Credit inquiries are a negative factor in determining credit scores. That’s
because statistical studies show that multiple inquiries are associated with
high risk of default. Distressed borrowers often contact many lenders hoping
to find one who will approve them.
As in your case, however, multiple inquiries can also result from applicants
shopping for the best deal.
To avoid catching shoppers in their net, credit scorers ignore inquiries that
occur within 30 days of a score date. Suppose I shop a lender on May 30, for
example, and the lender has my credit scored that day. Even if I had shopped
50 other lenders in May and they had all checked my credit, none of those inquiries
would affect my credit score on May 30.
Inquiries from April and back 11 months would, however, be counted on May 30.
To avoid biasing the credit score from earlier shopping episodes, the scorers
treat all inquiries that occur within a 14-day period as a single inquiry. If
you shopped 50 lenders during April 1-14, they would count as one inquiry. If
you spread them over April 1-28, they would count as two inquiries.

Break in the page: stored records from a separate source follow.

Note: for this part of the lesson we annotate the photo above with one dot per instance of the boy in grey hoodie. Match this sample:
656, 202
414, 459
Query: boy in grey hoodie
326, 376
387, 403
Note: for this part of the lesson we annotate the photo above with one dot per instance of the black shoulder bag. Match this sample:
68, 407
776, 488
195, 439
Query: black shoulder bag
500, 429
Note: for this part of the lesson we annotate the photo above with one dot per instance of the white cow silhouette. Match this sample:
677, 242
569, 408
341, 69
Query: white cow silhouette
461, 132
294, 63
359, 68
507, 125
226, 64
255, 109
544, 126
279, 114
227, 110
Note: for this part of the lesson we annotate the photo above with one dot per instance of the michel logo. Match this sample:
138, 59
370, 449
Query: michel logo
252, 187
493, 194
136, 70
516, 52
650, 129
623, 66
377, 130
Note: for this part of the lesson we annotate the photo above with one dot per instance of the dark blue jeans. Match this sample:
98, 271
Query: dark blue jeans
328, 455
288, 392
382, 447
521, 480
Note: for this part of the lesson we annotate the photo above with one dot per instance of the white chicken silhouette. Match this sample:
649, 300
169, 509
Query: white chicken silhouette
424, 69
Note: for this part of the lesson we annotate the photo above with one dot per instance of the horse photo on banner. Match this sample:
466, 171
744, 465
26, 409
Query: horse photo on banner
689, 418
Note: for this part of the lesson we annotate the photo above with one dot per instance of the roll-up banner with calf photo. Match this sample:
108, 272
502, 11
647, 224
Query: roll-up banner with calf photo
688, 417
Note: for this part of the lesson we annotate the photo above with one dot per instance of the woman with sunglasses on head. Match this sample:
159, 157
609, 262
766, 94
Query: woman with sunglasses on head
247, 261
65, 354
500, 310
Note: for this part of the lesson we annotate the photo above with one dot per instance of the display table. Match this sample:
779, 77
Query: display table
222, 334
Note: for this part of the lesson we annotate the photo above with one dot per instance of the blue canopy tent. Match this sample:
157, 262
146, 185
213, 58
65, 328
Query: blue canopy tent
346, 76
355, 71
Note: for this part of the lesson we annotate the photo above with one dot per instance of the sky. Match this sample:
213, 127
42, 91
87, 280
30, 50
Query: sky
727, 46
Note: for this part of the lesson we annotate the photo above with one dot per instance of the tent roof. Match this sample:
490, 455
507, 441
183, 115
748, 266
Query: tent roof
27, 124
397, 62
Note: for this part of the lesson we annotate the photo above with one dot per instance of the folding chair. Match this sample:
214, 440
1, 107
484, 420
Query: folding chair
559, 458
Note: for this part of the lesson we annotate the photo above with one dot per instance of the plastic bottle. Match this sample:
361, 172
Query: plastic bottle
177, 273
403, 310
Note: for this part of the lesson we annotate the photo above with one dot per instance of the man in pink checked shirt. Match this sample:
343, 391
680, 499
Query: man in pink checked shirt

You will damage your credit if you spread your shopping over many months. Because
the market can change from day to day, it makes little sense to do this in any
case.
Circumstances can cause a consumer to shop, drop out of the market, and return
later when conditions are more favorable. You minimize the adverse effect by
concentrating each shopping episode to 14 days or less.
"When I order a credit report, does it have the same effect on my credit
score as when a lender orders the report?"
No, an inquiry by you to a credit bureau does not affect your credit score.
Your score could be impacted only if you made the inquiry through a loan provider.